Limits on Surveillance Authorities
We have criticized CISA as a surveillance bill in cybersecurity clothing because the bill authorizes the government to use information shared with it for cybersecurity purposes for criminal investigations that have nothing to do with cybersecurity. Instead of having to get a warrant to compel companies to turn over Internet user communications content to be used in a criminal investigation, CISA authorizes the companies to share such content when it qualifies as a “cyber threat indicator.” It also permits the companies to share this information not just for cybersecurity purposes, but for any purpose permitted under the bill, including to prosecute crimes unrelated to cybersecurity.
The manager’s amendment partially addresses these concerns in two important ways. First, it permits companies to share cyber threat indicators (CTIs) only for a “cybersecurity purpose.” “Cybersecurity purpose” means the purpose of protecting information or an information system from a cybersecurity threat or a cybersecurity vulnerability. Section 2(4). “Threats” and “vulnerabilities” are defined broadly. While one might prefer a tighter purpose restriction, this is a significant improvement to the bill.
Second, it strikes a reference to 18 USC 3559(c)(2)(F), which permitted the government to use CTIs to investigate certain felonies unrelated to cybersecurity, including car jacking and drug running with a gun. Section (5)(d)(5)(vi). This is a significant improvement. However, the bill still permits the government to use CTIs to investigate and prosecute crimes of espionage, identity theft, censorship, and trade secrets violations. The manager’s amendment improves the bill by limiting government use of CTIs to prosecute crimes, but the improvement falls short of a full fix.

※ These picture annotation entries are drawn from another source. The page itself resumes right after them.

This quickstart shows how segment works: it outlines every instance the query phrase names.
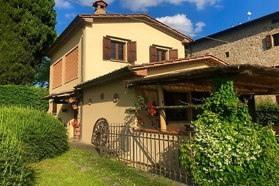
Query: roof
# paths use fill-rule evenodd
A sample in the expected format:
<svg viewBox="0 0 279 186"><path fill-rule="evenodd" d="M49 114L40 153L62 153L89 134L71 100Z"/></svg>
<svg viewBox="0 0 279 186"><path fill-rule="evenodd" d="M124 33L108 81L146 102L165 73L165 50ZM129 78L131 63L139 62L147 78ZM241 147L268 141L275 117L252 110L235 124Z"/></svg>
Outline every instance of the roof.
<svg viewBox="0 0 279 186"><path fill-rule="evenodd" d="M56 99L60 98L70 98L73 95L75 95L74 90L68 90L66 91L62 91L48 95L45 96L44 98L45 100L50 100L50 99Z"/></svg>
<svg viewBox="0 0 279 186"><path fill-rule="evenodd" d="M82 14L78 15L70 23L67 28L62 32L62 33L53 42L50 48L46 52L47 55L50 55L52 52L55 51L56 47L59 44L66 40L68 37L71 34L75 33L78 29L82 28L81 26L86 22L92 23L94 22L142 22L146 23L148 25L154 27L166 34L170 35L174 38L181 40L183 43L186 43L193 41L193 40L190 37L176 31L175 29L167 26L166 24L152 18L146 14L105 14L105 15L92 15L92 14Z"/></svg>
<svg viewBox="0 0 279 186"><path fill-rule="evenodd" d="M263 20L270 20L271 18L278 17L279 17L279 11L276 11L276 12L274 12L273 13L266 15L261 17L259 18L257 18L257 19L255 19L255 20L251 20L251 21L249 21L249 22L245 22L245 23L243 23L243 24L239 24L237 26L231 27L229 29L225 29L225 30L215 33L213 34L207 36L206 37L197 39L197 40L195 40L193 42L195 43L195 42L202 42L202 41L208 40L208 38L217 38L219 36L220 36L222 34L227 33L229 33L229 32L232 32L232 31L236 31L236 30L238 30L238 29L239 29L241 28L243 28L243 27L246 27L246 26L249 26L252 25L252 24L256 24L258 22L259 22L261 21L263 21Z"/></svg>
<svg viewBox="0 0 279 186"><path fill-rule="evenodd" d="M238 93L264 95L279 93L279 69L249 64L213 66L126 81L126 83L128 86L160 83L211 91L212 78L219 73L226 74L234 80Z"/></svg>
<svg viewBox="0 0 279 186"><path fill-rule="evenodd" d="M134 65L131 67L133 70L141 69L141 68L155 68L155 67L165 67L167 65L174 65L174 64L179 64L184 63L193 63L196 61L202 61L205 63L207 63L211 65L227 65L225 61L216 58L216 56L210 54L205 54L202 56L197 56L188 58L183 59L178 59L174 60L167 60L160 62L155 63L143 63L141 65Z"/></svg>
<svg viewBox="0 0 279 186"><path fill-rule="evenodd" d="M108 74L98 77L82 82L75 86L75 88L83 88L90 86L96 85L106 82L109 80L116 79L116 78L127 77L128 75L144 76L142 70L151 68L166 67L170 65L181 64L184 63L193 63L195 61L203 61L211 65L227 65L224 61L211 55L203 55L200 56L190 57L186 59L179 59L175 60L168 60L156 63L144 63L142 65L128 65L119 70L114 70Z"/></svg>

We have criticized CISA for authorizing cybersecurity “countermeasures” (euphemistically re-named “defensive measures”) on one network that cause harm to another network or to data on another network, including countermeasures that run afoul of the federal anti-hacking statute, the Computer Fraud and Abuse Act. 18 USC 1030. The manager’s amendment takes one step forward on countermeasures, and one step back. The amendment makes it clear that countermeasures operating on one network that provide unauthorized access to data on another network are not permitted. Section 2(7)(B). This is a significant step forward because much of the off-network harmful effects of countermeasures cannot occur absent unauthorized access.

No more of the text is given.